C’est le prince héritier prussien qui l’écrit à l’issue de la Première Guerre mondiale : « Si nous avions eu un Clemenceau, nous n’aurions pas perdu la guerre. » C’est tout dire en peu de mots. Appelé au pouvoir fin 1917 alors que tout semblait perdu, le Tigre a su conduire la France à la victoire.

Rien n’était acquis. L’année avait marqué les esprits par une longue suite de drames. La grande offensive militaire du Chemin des Dames, en avril, avait viré à la tragédie. Puis l’armée avait été minée par des mutineries. Enfin, des grèves avaient éclaté menaçant une production industrielle déjà mal en point. Le sursaut vint donc en la personne de Clemenceau, vieux briscard de la République, alors âgé de 76 ans. L’ardent promoteur d’une « guerre intégrale » contre l’ennemi obtenait in fine toute latitude pour agir.

Ce numéro, réalisé en partenariat avec la Mission du Centenaire, retrace son parcours. Il permet de comprendre comment le Tigre est devenu un Père la Victoire en s’appuyant sur le verbe, en jouant l’intransigeance et la proximité.

La volonté, d’abord. À peine au pouvoir, Clemenceau procède à une épuration dans la haute fonction publique et renouvelle profondément le haut commandement militaire. Doté d’une poigne de fer et d’un caractère explosif, il refuse les accommodements. Seuls comptent pour lui le pays et ses hommes, donc l’efficacité. C’est ainsi, au mépris du conformisme, qu’il choisit pour commandant en chef Foch au lieu de Pétain.

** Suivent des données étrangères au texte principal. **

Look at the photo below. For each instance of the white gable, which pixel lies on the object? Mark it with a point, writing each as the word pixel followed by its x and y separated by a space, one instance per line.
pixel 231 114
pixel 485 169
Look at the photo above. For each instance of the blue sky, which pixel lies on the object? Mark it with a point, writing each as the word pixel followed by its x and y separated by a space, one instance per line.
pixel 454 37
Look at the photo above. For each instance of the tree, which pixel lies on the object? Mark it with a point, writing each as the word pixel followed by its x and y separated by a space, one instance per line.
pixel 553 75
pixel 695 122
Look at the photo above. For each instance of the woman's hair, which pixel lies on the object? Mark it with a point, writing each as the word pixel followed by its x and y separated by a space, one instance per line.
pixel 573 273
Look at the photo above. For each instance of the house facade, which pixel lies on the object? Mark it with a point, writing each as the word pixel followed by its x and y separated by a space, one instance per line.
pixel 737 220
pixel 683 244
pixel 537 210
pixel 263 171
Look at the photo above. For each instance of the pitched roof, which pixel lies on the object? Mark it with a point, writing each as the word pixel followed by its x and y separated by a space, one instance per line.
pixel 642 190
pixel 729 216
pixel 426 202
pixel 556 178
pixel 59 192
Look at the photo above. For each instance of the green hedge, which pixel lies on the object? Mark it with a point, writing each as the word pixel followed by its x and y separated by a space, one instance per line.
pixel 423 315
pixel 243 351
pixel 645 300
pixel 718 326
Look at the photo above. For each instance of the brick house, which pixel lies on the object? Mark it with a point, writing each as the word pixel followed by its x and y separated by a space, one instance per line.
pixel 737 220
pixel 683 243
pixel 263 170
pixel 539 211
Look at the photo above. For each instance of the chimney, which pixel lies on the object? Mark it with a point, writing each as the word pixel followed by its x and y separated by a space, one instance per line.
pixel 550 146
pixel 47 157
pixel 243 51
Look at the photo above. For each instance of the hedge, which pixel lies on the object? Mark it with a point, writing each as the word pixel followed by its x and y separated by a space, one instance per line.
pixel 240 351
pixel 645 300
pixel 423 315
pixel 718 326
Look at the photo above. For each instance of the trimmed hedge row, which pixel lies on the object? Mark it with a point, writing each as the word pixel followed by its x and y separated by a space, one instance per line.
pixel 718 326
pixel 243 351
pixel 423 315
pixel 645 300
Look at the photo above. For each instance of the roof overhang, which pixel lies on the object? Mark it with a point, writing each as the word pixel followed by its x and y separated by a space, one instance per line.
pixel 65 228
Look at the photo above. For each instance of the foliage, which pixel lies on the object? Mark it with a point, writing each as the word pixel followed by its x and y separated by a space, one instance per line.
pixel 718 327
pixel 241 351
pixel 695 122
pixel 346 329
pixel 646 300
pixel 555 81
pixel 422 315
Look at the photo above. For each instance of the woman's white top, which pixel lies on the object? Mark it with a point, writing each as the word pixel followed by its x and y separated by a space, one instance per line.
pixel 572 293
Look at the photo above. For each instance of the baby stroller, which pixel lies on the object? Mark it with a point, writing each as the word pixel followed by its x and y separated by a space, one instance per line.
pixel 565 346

La proximité, ensuite. Il prend dès le début de la guerre l’habitude de se rendre sur le champ de bataille. C’est pour lui l’occasion de vérifier sur le terrain les capacités opérationnelles militaires, mais aussi de gagner en popularité. Il sait comme personne parler aux poilus et sonder le moral de l’armée, faire montre d’un grand courage physique en descendant dans les tranchées. À ce titre, il réconcilie les civils et les militaires, ceux de l’arrière et ceux du front.

Les mots, enfin. Clemenceau possède l’art de les manier et s’en sert comme d’un outil de l’action psychologique. Il aime décocher des traits assassins à ses adversaires politiques. Il adore les mots d’esprit : « La guerre ! C’est une chose trop grave pour la confier à des militaires. » Mais, surtout, il recourt au verbe pour marquer les consciences et galvaniser les énergies. Ce fut son arme pour entraîner le pays vers la victoire. Ses appels claquent comme des slogans et entrent dans l’histoire : « Mourir n’est rien. Il faut vaincre », « Ils ne passeront pas ! » ou encore « La guerre ! Rien que la guerre. »

Des mots simples pour une idée forte et fixe : gagner. Winston Churchill, qui l’admirait, s’en rappellera au début de la Deuxième Guerre mondiale.